A year ago, Google unveiled the beta for Cloud Spanner, the publicly-accessible version of the distributed transaction database that powers Google’s AdWords revenue machine. And a few months ago, it went multi-region. It’s part of a new breed of cloud-native distributed databases that also include Amazon DynamoDB and Microsoft Cosmos DB that rethink how to run in distributed mode; Big on Data bro Andrew Brust gave a blow by blow description last summer on how they all stacked up.
On the eve of Mobile World Congress (MWC), Google is introducing one of the first public references for Cloud Spanner. Optiva, formerly Redknee, is a provider of call charging systems to the telecom industry, and is announcing a new offering based on the Google platform.
As it challenges mainstays like Amdocs, Huawei, and Ericsson, many of whom run on Oracle RAC databases, you have the makings of a David vs. Goliath battle. Optiva is putting Cloud Spanner front and center as part of its relaunch with its revamped unified charging system aimed at Tier 1 carriers.
During its Redknee days, the company’s unified charging system ran on Oracle. With the company relaunching as Optiva, the team had a 10x stretch goal: they wanted their new release to deliver 10x performance at 10x less cost. Based on internal benchmarks, they claim that they can reach this goal with Cloud Spanner.
Oracle is not facing this battle sitting down. While Optiva claims that its original Oracle-based implementations hit the wall at 50,000 transactions/second, Oracle cites customers running 3 – 4x that volume.
At MWC, Optiva is demonstrating its new Cloud Spanner-based charging solution; while it doesn’t have production customers yet, porting a telco charging system is a major milestone for Cloud Spanner. And it’s a good showcase for how Google platforms run differently than the incumbent systems they replace. Samy Aboel-Nil, COO for the technology arm of Optiva, explained how his team made the transition.
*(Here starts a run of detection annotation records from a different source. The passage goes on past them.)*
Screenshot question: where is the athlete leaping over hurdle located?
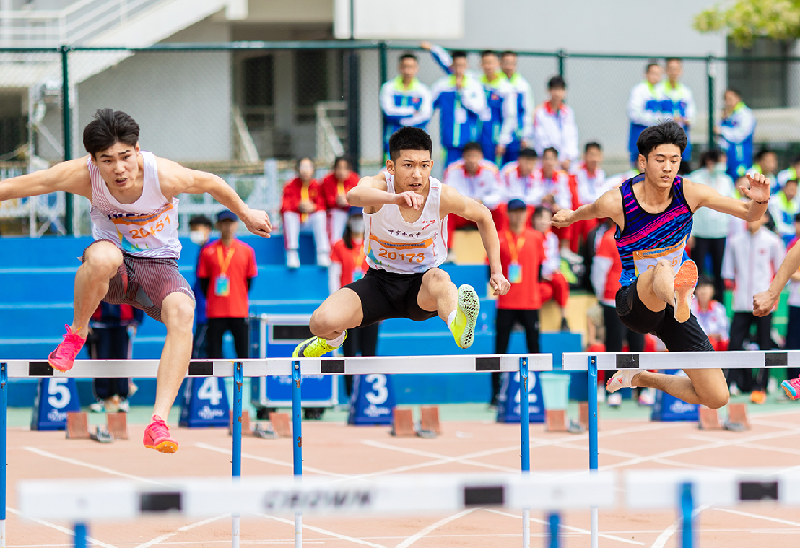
[292,127,511,358]
[0,109,272,453]
[553,121,769,409]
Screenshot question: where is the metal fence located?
[0,38,800,235]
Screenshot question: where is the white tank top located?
[364,173,447,274]
[87,150,181,259]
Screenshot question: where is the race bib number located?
[111,204,177,251]
[633,238,686,276]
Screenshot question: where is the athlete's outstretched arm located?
[158,158,272,238]
[553,188,625,228]
[439,185,511,295]
[0,156,92,202]
[683,173,770,221]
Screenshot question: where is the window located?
[728,38,790,108]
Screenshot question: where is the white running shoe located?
[606,369,641,393]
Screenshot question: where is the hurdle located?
[17,470,618,547]
[0,354,552,548]
[562,350,800,548]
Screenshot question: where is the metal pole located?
[0,362,8,548]
[588,356,600,548]
[231,362,244,548]
[519,356,531,548]
[75,522,87,548]
[61,46,74,236]
[292,361,303,548]
[547,512,561,548]
[680,482,694,548]
[706,55,716,148]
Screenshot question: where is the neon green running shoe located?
[292,331,347,358]
[449,284,481,348]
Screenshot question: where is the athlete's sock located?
[327,331,344,348]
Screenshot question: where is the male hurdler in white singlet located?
[0,109,272,453]
[293,127,510,358]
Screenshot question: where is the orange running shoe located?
[47,325,86,373]
[675,260,697,323]
[144,415,178,453]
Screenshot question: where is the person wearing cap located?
[492,198,545,404]
[197,210,258,359]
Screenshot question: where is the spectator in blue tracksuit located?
[658,57,697,163]
[380,53,432,154]
[428,46,488,168]
[500,51,536,165]
[628,63,666,167]
[716,88,756,181]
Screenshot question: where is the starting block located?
[269,412,292,438]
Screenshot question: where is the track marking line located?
[23,446,166,485]
[194,442,351,479]
[486,508,644,546]
[136,514,230,548]
[255,514,386,548]
[6,506,117,548]
[397,508,476,548]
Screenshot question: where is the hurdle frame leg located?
[292,360,303,548]
[587,356,600,548]
[231,362,244,548]
[519,356,531,548]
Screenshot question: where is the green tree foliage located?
[694,0,800,47]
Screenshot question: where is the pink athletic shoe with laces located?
[781,377,800,400]
[47,325,86,372]
[144,415,178,453]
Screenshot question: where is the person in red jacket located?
[492,199,545,405]
[322,156,358,244]
[281,157,331,268]
[328,207,380,396]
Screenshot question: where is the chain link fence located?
[0,42,800,236]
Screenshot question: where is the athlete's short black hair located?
[83,108,139,158]
[547,74,567,89]
[542,147,558,158]
[389,126,433,162]
[636,120,686,158]
[461,141,483,156]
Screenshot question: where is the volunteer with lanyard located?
[197,210,258,359]
[328,207,380,396]
[492,198,545,403]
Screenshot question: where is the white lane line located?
[23,447,165,485]
[397,508,475,548]
[713,508,800,527]
[256,514,386,548]
[194,442,350,479]
[136,514,230,548]
[6,506,117,548]
[486,508,644,546]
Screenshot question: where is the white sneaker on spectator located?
[286,249,300,268]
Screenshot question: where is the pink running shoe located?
[781,377,800,400]
[47,325,86,372]
[144,415,178,453]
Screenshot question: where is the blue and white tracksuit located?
[380,76,433,152]
[628,81,665,164]
[720,102,756,181]
[658,80,697,162]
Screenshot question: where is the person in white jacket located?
[722,213,786,403]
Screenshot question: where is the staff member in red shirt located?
[322,156,358,244]
[492,199,545,404]
[197,210,258,359]
[281,158,331,268]
[328,207,380,396]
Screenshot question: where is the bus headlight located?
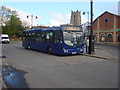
[63,48,68,52]
[80,49,83,51]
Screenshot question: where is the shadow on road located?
[1,65,28,90]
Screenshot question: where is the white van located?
[0,34,10,43]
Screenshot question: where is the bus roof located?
[23,25,81,33]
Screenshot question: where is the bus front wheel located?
[48,47,52,54]
[27,45,31,50]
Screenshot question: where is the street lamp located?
[83,12,90,33]
[88,0,94,54]
[27,14,38,29]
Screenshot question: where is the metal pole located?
[88,0,93,54]
[31,14,33,29]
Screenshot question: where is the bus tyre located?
[27,45,31,50]
[48,47,52,54]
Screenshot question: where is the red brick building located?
[93,11,120,44]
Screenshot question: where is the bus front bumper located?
[63,49,84,54]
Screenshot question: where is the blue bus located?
[22,26,84,55]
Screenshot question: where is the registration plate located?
[72,52,77,54]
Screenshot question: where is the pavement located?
[2,42,118,88]
[83,45,118,60]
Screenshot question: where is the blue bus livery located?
[22,26,84,55]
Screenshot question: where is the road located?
[2,42,118,88]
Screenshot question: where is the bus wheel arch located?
[27,44,31,50]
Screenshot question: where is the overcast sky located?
[1,0,119,26]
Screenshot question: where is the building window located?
[104,18,109,23]
[118,33,120,42]
[107,34,113,42]
[100,34,105,42]
[93,34,97,42]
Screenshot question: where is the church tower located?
[70,10,81,25]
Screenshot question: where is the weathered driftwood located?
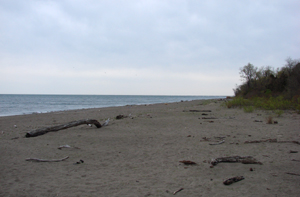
[223,176,245,185]
[210,156,262,166]
[245,139,300,145]
[286,172,300,176]
[26,156,69,162]
[179,160,197,165]
[173,188,184,195]
[202,117,217,119]
[209,140,225,145]
[292,159,300,162]
[183,109,211,112]
[25,119,101,137]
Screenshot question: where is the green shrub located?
[244,106,254,113]
[275,109,283,117]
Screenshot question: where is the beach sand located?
[0,100,300,196]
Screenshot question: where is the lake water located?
[0,94,225,116]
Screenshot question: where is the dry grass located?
[267,116,273,124]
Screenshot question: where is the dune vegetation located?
[226,58,300,112]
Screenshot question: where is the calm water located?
[0,94,225,116]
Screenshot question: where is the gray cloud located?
[0,0,300,94]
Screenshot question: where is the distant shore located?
[0,99,300,196]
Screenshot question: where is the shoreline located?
[0,97,226,118]
[0,100,300,196]
[0,95,225,117]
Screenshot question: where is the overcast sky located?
[0,0,300,95]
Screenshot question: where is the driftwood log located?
[244,139,300,145]
[210,156,262,166]
[223,176,245,185]
[26,156,69,162]
[25,119,101,138]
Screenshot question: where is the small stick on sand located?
[286,172,300,176]
[183,109,211,112]
[209,140,225,145]
[210,156,262,166]
[223,176,245,185]
[26,156,69,162]
[173,188,183,195]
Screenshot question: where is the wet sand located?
[0,100,300,196]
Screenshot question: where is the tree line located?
[234,58,300,100]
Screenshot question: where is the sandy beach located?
[0,100,300,196]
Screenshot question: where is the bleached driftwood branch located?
[25,119,102,138]
[26,156,69,162]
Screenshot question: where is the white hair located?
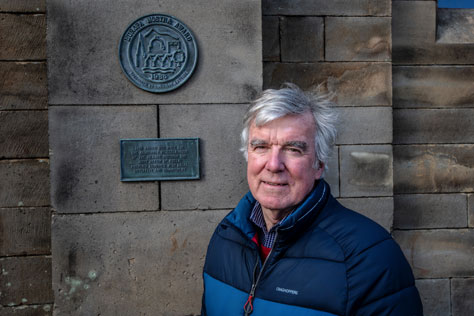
[240,83,337,171]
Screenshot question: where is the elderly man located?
[202,85,423,316]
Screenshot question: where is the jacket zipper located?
[244,228,278,316]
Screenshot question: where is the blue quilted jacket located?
[202,180,423,316]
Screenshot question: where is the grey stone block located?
[392,65,474,108]
[47,0,262,105]
[0,62,48,110]
[280,17,324,62]
[393,145,474,194]
[451,278,474,316]
[393,109,474,144]
[336,107,392,144]
[338,197,393,232]
[0,13,46,61]
[49,106,159,213]
[0,159,50,207]
[263,62,392,106]
[262,0,391,16]
[340,145,393,197]
[0,256,53,306]
[0,207,51,256]
[0,111,48,158]
[394,194,467,229]
[325,17,392,61]
[393,229,474,278]
[53,211,228,315]
[160,104,248,210]
[416,279,451,316]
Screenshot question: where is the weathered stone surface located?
[263,62,392,106]
[436,9,474,44]
[393,145,474,193]
[280,17,324,62]
[47,0,262,105]
[53,211,228,315]
[49,106,159,213]
[0,256,53,306]
[0,111,48,158]
[262,0,391,16]
[393,109,474,144]
[338,197,393,232]
[451,278,474,316]
[160,104,248,210]
[393,229,474,278]
[0,62,48,110]
[262,16,280,61]
[0,207,51,256]
[340,145,393,198]
[336,107,392,144]
[394,194,467,229]
[416,279,451,316]
[325,17,392,61]
[0,13,46,60]
[0,159,50,207]
[392,65,474,108]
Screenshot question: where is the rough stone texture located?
[53,211,228,315]
[394,194,467,229]
[280,16,324,62]
[0,62,48,110]
[262,16,280,61]
[160,104,248,210]
[262,0,391,16]
[0,159,49,207]
[49,106,159,213]
[0,257,53,306]
[436,9,474,44]
[393,145,474,193]
[392,66,474,108]
[0,207,51,256]
[263,62,392,106]
[416,279,451,316]
[393,229,474,278]
[336,107,392,144]
[0,111,48,158]
[451,278,474,316]
[393,109,474,144]
[0,13,46,60]
[338,197,393,232]
[340,145,393,197]
[325,17,392,61]
[47,0,262,104]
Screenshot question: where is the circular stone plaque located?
[119,14,198,92]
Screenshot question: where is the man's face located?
[247,112,323,212]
The baseline was an Oracle RAC configuration, which is a cluster database with a shared cache architecture. When deployed in sharded configuration, reads can be distributed, but writes are controlled by a cluster manager. By contrast, one of Cloud Spanner’s key differences is that it can read and write in a fully distributed mode; there is no single write-master to limit scalability. This is especially important in large scale, low latency applications that have a mix of read and write transactions. Cloud Spanner can scale read and write traffic across an unlimited number of nodes while still maintaining transactional consistency because of Google’s TrueTime API — a method of distributed transaction sequencing guided by atomic clocks and GPS data.
The differences run deeper. Cloud Spanner, like Oracle, supports SQL, but for the Google platform, it is ANSI SQL 2011 with extensions. Beneath the hood, Cloud Spanner stores data differently compared to standard relational databases. In addition to defining a typical relational schema, Cloud Spanner performs best when you identify parent-child relationships in the data. It uses these relationships to co-locate rows for efficient retrieval. For instance, if you have a customer database, chances are you will physically group customer-related records with other associated records (say, by household or geographic region). So, when you are laying out the data in Cloud Spanner, it makes sense to identify the strongest parent-child relationships, thereby enabling Cloud Spanner to do the optimization for you.
Another difference with Cloud Spanner involves how applications read and write data to the database; instead of using a traditional JDBC/ODBC client, applications perform these operations using a client library that communicates over an RPC to the Cloud Spanner system. Apps interact with Cloud Spanner through its distributed architecture — there is no central hub to go through to identify where the data is.
Then there is functionality that would otherwise be carried in the database itself, such as constraint validation, stored procedures, and triggers. Google’s philosophy instead is to keep the database as lean as possible so it can perform with minimal overhead. The application developer must instead implement these operations in the application tier — a strategy that harkens back to the early days of relational databases before features such as stored procedures were invented.
There are also subtle differences in identifying tables; for example, while many relational databases will let you take shortcuts and refer to rows with an automatically-generated row ID, Cloud Spanner forces you to adhere to primary keys, which are a best practice for database design anyway. Common cursor functions, where you iteratively manipulate large result sets, are replaced by a functionally similar system of offsets and limits.
As a commercial database, Cloud Spanner is still in its early days. Google is still proving itself out as an enterprise supplier while Oracle has decades of track record.
Like much of Google’s technology portfolio, it has radically redesigned the database for use cases that were not originally envisioned for the Oracles of the world. Thanks to a radically different approach to database design, Google can make those 10x price/performance promises — but you must know how to design for them. As the upstart in the database game, we’d expect that early customers are likely to be those who are also challenging the established order, just like Optiva.